Die Familie Gudim-Lewkowitsch war bekannt durch ihre Vertreter, die von dem 17. bis zum 19. Jahrhundert wichtige Ämter in der Verwaltung der Region Kiew innehatten. Der Gründer der Familie, Peter Lewkowitsch, bekannt als Gudima, stammte aus Serbien und war in der zweiten Hälfte des 17. Jahrhunderts Bürgermeister von Kiew. Im Jahr 1692 baute er in Kiew auf Podil eine steinerne Kirche des heiligen Propheten Elias an der Stelle einer altosteuropäischen Kirche, die in der Chronik im Jahr 944 erwähnt wird. Sein Sohn, der Kaufmann Ivan Gudima, leistete 1739 einen bedeutenden Beitrag zum Bau der griechischen Kirche der heiligen großen Märtyrerin Katharina in Kiew. Der Sohn von Ivan, der Kiewer Hundertschaftsführer Pawel Gudima, errichtete an der Kirche des heiligen Propheten Elias die Kapelle der Enthauptung des heiligen Propheten Johannes des Täufers und einen separaten Glockenturm. Seine Brüder Wasilij und Josif waren ebenfalls Bürgermeister von Kiew, während Theodor als Priester in der Heilig-Elia-Kirche diente. Der Sohn von Pawel, Ivan Gudim-Lewkowitsch, war ab 1772 Kiewer Hundertschaftsführer und wurde nach der Aufhebung der Hundertschaft im Jahr 1782 zum Vorsteher des Adels im Kiewer Landkreis. Er wurde in der Nähe der von ihm erbauten Verklärungskirche im Dorf Neschirow beigesetzt. Einer seiner Nachkommen wurde ein bekannter Kiewer Finanzier, ein anderer ein Zivilgouverneur.

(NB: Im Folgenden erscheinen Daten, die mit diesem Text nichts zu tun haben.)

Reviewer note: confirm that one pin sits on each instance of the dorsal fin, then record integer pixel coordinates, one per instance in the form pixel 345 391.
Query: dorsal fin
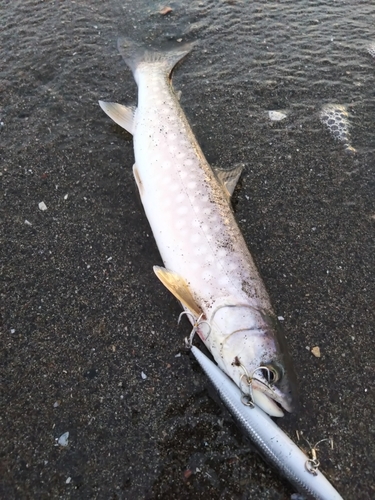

In der Sowjetzeit verfiel die Verklärungskirche, doch in den 1990er Jahren begann ihre Wiederbelebung. Im Jahr 2004 wurde bei der Verklärungskirche eine Landexklave des Kiewer Heilig-Dreifaltigkeits-Ioninsker Klosters gegründet, und im Jahr 2005 wurde ein selbstständiges Kloster gegründet. Dank der Bemühungen beider Klöster und der Unterstützung von Mäzenen wurde die Restaurierung der Kirche auf hohem Niveau durchgeführt. Neben dem Hauptaltar wurde ein zweiter Altar zu Ehren der Enthauptung des heiligen Propheten Johannes des Täufers wiederhergestellt; im Jahr 2013 wurde im ehemaligen Kellerraum eine Kapelle der heiligen neuen Märtyrer und Bekenner der Russen eingerichtet.